1. Who is the “real” owner of the data processing
This means that the software house cannot independently define the specific purposes for which the personal data are processed.
Indeed, it is the data controller (in this case the customer) who instructs the software house on the activities it have to carry out with reference to the processing of personal data. This instruction must be in writing, by signing a contract between the parties. Through this agreeement the customer appoints the software house as the “data processor”.
2. What governs the contract
The agreement between the software manufacturer and the customer should include at least the matters indicated in paragraph 3 of art. 28 of GDPR in order to demonstrate that the data processor provides “sufficient guarantees” – in particular, the nature, the duration and the purpose of the data treatment or of the assigned treatments and the categories of the data being processed, the appropriate technical and organizational measures to allow compliance with the instructions received by the data controller and, in general, with the provisions contained in the GDPR.
In fact, the data controller has to choose a data processor, which will give adequate guarantees regarding the processing of data, always considering that the software house, in its capacity of developer and owner of the software, is the one which better knows the categories of the data processed and how to activate the related security measures.
Hence, it is strategic to choose a data processor, which is suitable and which also knows how to advise the data controller with reference to the design and management of data processing.
3. What the software house can do
This is the reason why it is a good practice for software houses to communicate clearly and precisely to the customer during the negotiation and contract signing phase, which are their security measures (by way of example and not exhaustive: penetration test, strong passwords, etc.), in such a way as to enable the data controller to be able to appropriately evaluate whether the proposed security measures comply with its own risk assessment.

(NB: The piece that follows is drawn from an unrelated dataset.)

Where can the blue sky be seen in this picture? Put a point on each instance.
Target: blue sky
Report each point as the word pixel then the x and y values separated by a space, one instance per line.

In concrete, a software cannot be GDPR compliant. However, the data processing can be. The task of the software houses is to develop and to produce software that give adequate security guarantees and that provide options to their customers, enabling them to develop a data processing system through the software itself that is GDPR compliant.
4. The importance of building an effective data processing model that complies with regulations
For all of the above mentioned reasons, it is therefore superfluous to point out how it is of central importance in the constitution of an effective data processing model that complies with the applicable regulations, the signing of a contract for the appointment of the data processor, which will list the responsibilities of the one and the other figure, as well as the areas of collaboration between the parties.
Although the non-signing of a contract for the designation of the data processor, would not in any case exempt the software house from the role actually played, it is a good practice to sign a contract, not only to be in compliance with mandatory rules of data protection, but also to be able to define specific ad hoc appointments that take into account the subjective relationship with the customer and the principles of accountability and above all, in order to limit and make verifiable the various responsibilities of the data controller and the data processor.